There are two satellite GPS signals that are commonly available: the insecure consumer signal and the highly encrypted military signal. This whole entry will ONLY cover the consumer signal. Jamming actually isn’t that difficult, you just need to know the frequency range of the GPS signal and reproduce one that is substantially stronger than that received from these satellites. Since the rings of GPS satellites circling the earth are in orbits 12,600 miles overhead, a local jammer hidden in someone’s pocket could easily overpower something so distant. A Google search today revealed that for as little as $32 US you can buy a GPS jammer, and the more you spend the better the jammer.

The second concept is Spoofing. Here one transmits a counterfeit signal where the time contained within the data has been artificially altered. Dr. Humphrey’s team at UT Austin with a budget of under $1,000 successfully spoofed a GPS signal sufficiently enough to PWN (take control) a UAV helicopter drone. Dr. Humphreys used this demo to point out that the civilian band of the GPS signal is transmitted in the clear and should not be blindly trusted, and in fact, if you’re intelligent enough you could replace the signal with your own. His team altered the signal sufficiently enough to drive the drone into the dirt. Now note this was a drone using the consumer GPS signal (not the military one).

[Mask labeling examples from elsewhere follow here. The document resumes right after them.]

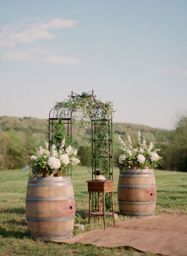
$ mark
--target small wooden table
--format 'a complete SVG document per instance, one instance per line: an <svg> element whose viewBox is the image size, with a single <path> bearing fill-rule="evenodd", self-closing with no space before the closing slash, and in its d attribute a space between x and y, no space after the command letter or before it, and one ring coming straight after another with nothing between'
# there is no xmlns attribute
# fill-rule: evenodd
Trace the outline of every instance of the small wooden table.
<svg viewBox="0 0 187 256"><path fill-rule="evenodd" d="M104 221L104 229L106 229L106 219L105 215L107 215L108 213L105 212L105 193L106 192L109 192L111 193L112 198L112 214L113 216L114 225L115 225L115 220L114 218L114 196L113 192L114 190L114 180L105 179L104 180L86 180L88 185L88 191L89 192L89 217L88 217L88 224L90 222L91 218L91 195L93 193L98 193L98 211L92 213L92 215L94 215L98 216L103 216ZM103 208L102 212L100 211L100 193L102 193L102 200L103 200Z"/></svg>

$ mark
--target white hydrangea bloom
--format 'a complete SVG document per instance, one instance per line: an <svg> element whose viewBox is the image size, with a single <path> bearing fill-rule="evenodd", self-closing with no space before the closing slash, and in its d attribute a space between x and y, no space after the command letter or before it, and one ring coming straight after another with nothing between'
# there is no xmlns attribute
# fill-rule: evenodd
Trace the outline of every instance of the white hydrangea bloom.
<svg viewBox="0 0 187 256"><path fill-rule="evenodd" d="M50 157L47 160L47 164L51 169L58 169L60 167L60 161L54 156Z"/></svg>
<svg viewBox="0 0 187 256"><path fill-rule="evenodd" d="M78 164L78 163L80 163L80 161L78 158L76 158L76 157L72 157L71 159L72 163L72 165L74 166L75 165L76 165L77 164Z"/></svg>
<svg viewBox="0 0 187 256"><path fill-rule="evenodd" d="M72 150L72 147L71 146L69 146L67 148L65 149L65 152L67 155L70 155Z"/></svg>
<svg viewBox="0 0 187 256"><path fill-rule="evenodd" d="M141 154L139 154L137 155L137 161L140 163L143 163L145 161L145 157Z"/></svg>
<svg viewBox="0 0 187 256"><path fill-rule="evenodd" d="M124 154L120 155L119 157L119 163L120 163L120 164L122 164L123 163L123 161L125 160L126 158L126 157L125 155Z"/></svg>
<svg viewBox="0 0 187 256"><path fill-rule="evenodd" d="M156 161L158 159L158 158L159 155L156 153L153 153L151 154L151 162Z"/></svg>
<svg viewBox="0 0 187 256"><path fill-rule="evenodd" d="M60 160L62 163L65 163L65 165L67 165L70 163L69 156L67 154L61 155L60 156Z"/></svg>
<svg viewBox="0 0 187 256"><path fill-rule="evenodd" d="M132 155L132 151L129 148L127 148L126 152L127 154L129 154L130 156L131 156Z"/></svg>
<svg viewBox="0 0 187 256"><path fill-rule="evenodd" d="M140 148L139 149L139 152L141 154L143 154L144 153L144 149L142 148L142 147L140 147Z"/></svg>
<svg viewBox="0 0 187 256"><path fill-rule="evenodd" d="M34 161L36 161L37 158L38 158L37 156L36 156L36 155L31 155L30 157L30 160L34 160Z"/></svg>

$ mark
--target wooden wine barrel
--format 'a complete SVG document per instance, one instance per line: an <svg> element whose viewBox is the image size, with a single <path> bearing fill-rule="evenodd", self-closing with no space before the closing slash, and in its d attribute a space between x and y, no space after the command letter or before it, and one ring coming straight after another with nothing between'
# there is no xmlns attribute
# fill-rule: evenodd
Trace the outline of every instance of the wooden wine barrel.
<svg viewBox="0 0 187 256"><path fill-rule="evenodd" d="M156 193L153 169L129 169L120 171L117 196L122 214L136 216L154 214Z"/></svg>
<svg viewBox="0 0 187 256"><path fill-rule="evenodd" d="M71 177L29 178L26 215L36 240L61 240L72 236L75 199Z"/></svg>

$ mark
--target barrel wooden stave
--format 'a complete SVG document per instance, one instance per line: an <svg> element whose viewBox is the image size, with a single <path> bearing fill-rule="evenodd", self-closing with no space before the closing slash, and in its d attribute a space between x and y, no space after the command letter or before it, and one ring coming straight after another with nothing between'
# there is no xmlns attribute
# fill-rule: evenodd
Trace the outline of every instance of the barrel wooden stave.
<svg viewBox="0 0 187 256"><path fill-rule="evenodd" d="M74 199L28 201L27 206L26 214L29 217L57 218L74 216L75 213Z"/></svg>
<svg viewBox="0 0 187 256"><path fill-rule="evenodd" d="M30 178L26 213L28 229L34 240L71 237L75 201L70 177Z"/></svg>
<svg viewBox="0 0 187 256"><path fill-rule="evenodd" d="M153 170L128 170L120 172L118 186L120 212L131 216L154 214L156 200Z"/></svg>

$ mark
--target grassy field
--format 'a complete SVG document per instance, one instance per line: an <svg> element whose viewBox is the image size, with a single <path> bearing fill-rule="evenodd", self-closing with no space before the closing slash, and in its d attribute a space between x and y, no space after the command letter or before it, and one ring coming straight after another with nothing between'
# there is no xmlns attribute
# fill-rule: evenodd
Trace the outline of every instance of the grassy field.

In HFT most shops use a GPS signal provided by the exchange. They then bring this in and connect it to their own clock. The signal from this clock is then distributed to all their trading systems. The clock here is the key. What Dr. Humphrey’s didn’t address in his testimony (section 4.3 Banking and Finance) is that these clocks add a layer of hardware which has built in checks and balances. In the presence of a lost or jammed GPS signal, these clocks by design go into a free-run mode where their own internally oscillator (often Rubidium based) takes over to provide accurate time. These internal oscillators typically drift less than one microsecond a week.

By design, these clocks have two defenses against spoofing. Both defenses are built on the clock’s own internally reference oscillator. Dr. Humphrey’s implied that these clocks typically drift 1/10 of a microsecond per second, which I’m told is true for a software only based clocking system, this means potentially 60,000 microseconds a week. Contrast this to the internal hardware oscillator in these clocks which drift only 1 microsecond a week, and the problem Dr. Humphrey’s outlines disappear. First, if the GPS signals don’t align, within predefined tolerances, to the internal reference oscillator they are ignored and the clock goes into a free-run mode. This would be a defense against an attempt to dramatically shift time forwards or backward. Second, if the GPS signals were altered very subtly over time I’m told that it is possible that this change might not be detected. The change would have to be made extremely slowly over a long period of time, but it is possible although unlikely. Suppose someone was slowing down GPS time, as these changes are compounded they could eventually exceed a threshold when a periodic check is made that compares them to the internal oscillator and once again the clock would go into a free-run mode. Although if the change were small enough it could continue to slip through.

So the presence of an accurate oscillator in one’s clock, combined with a rigorous internal process for comparing that oscillator to both the inbound GPS signals and periodically double checking over time removes the issue of blindly trusting the insecure consumer GPS system from our market trading systems.